Illustration of controllable image synthesis from reconfigurable spatial layouts and style codes in the COCO-Stuff dataset at the resolution of 256x 256.
On the Left Panel: The proposed method is compared with the prior art, the Grid2Im method. Each row shows effects of style control, in which three synthesized images are shown using the same input layout on the left by randomly sampling three style latent codes. Each column shows effects of layout control in terms of consecutively adding new objects (the first three) or perturbing an object bounding box (the last one), while retaining the style codes of existing objects unchanged.
Advantages of the proposed method: Compared to the Grid2Im method, (i) the proposed method can generate more diverse images with respect to style control (\eg, the appearance of snow, and the pose and appearance of person). (ii) The proposed method also shows stronger controllability in retaining the style between consecutive spatial layouts. For example, in the second row, the snow region is not significantly affected by the newly added mountain and tree regions. Our method can retain the style of snow very similar, while the Grid2Im seems to fail to control. Similarly, between the last two rows, our method can produce more structural variations for the person while retaining similar appearance. Models are trained in the COCO-Stuff dataset and synthesized images are generated at a resolution of 256×256 for both methods. Note that the Grid2Im method utilizes ground-truth masks in training, while the proposed method is trained without using ground-truth masks, and thus more flexible and applicable in other datasets that do not have mask annotations such as the Visual Genome dataset.

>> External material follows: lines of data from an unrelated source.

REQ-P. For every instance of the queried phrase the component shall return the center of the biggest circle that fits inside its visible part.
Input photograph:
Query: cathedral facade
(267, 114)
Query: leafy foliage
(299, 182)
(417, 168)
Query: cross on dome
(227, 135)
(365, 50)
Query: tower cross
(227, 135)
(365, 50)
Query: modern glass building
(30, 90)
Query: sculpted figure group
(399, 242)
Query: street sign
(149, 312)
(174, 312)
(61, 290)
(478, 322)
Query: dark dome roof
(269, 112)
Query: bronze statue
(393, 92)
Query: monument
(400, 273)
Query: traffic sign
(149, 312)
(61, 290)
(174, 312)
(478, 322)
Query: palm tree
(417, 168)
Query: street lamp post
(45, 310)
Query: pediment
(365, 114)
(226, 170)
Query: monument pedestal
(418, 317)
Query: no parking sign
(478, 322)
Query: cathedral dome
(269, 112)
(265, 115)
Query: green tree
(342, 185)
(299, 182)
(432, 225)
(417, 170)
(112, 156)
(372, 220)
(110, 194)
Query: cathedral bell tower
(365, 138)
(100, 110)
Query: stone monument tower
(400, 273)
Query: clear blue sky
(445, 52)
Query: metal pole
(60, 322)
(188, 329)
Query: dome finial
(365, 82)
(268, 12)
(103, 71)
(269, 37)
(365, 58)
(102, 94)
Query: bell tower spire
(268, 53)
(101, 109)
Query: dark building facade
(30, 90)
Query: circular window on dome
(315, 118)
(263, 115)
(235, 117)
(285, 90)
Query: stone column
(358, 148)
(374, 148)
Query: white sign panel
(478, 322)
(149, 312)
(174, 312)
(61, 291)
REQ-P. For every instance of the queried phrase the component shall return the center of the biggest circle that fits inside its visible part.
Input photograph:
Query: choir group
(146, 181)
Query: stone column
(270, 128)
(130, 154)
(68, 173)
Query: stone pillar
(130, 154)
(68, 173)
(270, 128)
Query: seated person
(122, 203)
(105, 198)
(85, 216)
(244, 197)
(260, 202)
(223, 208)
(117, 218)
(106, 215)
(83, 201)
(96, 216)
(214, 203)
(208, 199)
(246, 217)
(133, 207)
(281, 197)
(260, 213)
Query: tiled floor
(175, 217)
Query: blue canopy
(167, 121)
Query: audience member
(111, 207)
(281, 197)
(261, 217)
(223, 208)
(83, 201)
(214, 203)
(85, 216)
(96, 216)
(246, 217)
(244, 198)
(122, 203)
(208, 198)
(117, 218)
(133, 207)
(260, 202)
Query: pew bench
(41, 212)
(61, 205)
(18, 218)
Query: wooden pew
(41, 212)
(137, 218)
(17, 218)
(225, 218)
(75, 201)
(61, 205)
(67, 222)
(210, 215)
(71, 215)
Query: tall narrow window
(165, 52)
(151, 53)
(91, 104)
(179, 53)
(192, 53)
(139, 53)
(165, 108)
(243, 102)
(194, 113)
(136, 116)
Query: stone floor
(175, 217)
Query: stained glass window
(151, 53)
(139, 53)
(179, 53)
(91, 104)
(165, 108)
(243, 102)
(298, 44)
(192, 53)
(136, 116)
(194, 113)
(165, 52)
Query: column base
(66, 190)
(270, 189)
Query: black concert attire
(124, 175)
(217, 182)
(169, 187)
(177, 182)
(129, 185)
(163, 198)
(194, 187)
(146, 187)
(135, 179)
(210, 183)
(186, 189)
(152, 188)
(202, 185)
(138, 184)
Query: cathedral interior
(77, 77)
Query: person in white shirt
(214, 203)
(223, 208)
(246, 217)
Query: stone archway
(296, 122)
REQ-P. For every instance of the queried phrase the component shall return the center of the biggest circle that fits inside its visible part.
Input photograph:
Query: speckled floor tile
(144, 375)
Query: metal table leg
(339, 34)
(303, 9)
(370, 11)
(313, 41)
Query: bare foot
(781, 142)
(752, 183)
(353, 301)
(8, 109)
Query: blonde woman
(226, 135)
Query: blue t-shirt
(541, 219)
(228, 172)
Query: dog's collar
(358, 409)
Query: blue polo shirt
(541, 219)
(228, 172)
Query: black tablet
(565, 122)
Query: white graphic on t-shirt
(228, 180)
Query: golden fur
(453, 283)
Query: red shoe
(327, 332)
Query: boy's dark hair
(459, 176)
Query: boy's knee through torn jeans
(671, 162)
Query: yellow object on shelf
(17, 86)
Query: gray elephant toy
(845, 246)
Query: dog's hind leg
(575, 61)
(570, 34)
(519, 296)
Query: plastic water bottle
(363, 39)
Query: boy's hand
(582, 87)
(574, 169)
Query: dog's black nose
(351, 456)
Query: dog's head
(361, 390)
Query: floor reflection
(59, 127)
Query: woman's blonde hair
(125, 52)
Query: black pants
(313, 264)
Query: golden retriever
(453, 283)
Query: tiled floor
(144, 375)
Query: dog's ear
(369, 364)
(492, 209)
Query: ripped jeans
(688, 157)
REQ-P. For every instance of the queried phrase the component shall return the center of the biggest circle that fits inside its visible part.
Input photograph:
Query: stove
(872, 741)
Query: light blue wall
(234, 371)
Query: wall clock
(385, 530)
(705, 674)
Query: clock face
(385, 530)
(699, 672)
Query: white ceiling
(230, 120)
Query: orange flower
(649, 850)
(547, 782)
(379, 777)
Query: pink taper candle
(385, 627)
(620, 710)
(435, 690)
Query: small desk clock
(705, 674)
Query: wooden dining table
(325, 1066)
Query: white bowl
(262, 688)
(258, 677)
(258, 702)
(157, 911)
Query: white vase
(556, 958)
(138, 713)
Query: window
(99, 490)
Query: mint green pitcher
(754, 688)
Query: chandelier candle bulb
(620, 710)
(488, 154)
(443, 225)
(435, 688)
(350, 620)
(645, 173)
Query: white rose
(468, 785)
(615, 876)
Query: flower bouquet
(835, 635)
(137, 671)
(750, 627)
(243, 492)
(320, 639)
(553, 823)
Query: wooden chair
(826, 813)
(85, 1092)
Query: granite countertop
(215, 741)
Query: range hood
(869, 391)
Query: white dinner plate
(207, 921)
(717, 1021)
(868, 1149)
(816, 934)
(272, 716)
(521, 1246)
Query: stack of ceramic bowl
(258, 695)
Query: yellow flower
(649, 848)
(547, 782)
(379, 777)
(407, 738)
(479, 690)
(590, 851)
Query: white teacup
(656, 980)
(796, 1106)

On the Right Panel: Illustration of the fine-grained control at the object instance level. For an input layout and its real image in the first row, four synthesized masks and images are shown. Compared with the 2nd row, the remaining three rows show synthesized masks and images by only changing the latent code for the Person bounding box. This shows that the proposed method is capable of disentangling object instance generation in an synthesized image at both the layout-to-mask level and the mask-to-image level, while maintaining a consistent layout in the reconfiguration. Please see text for details.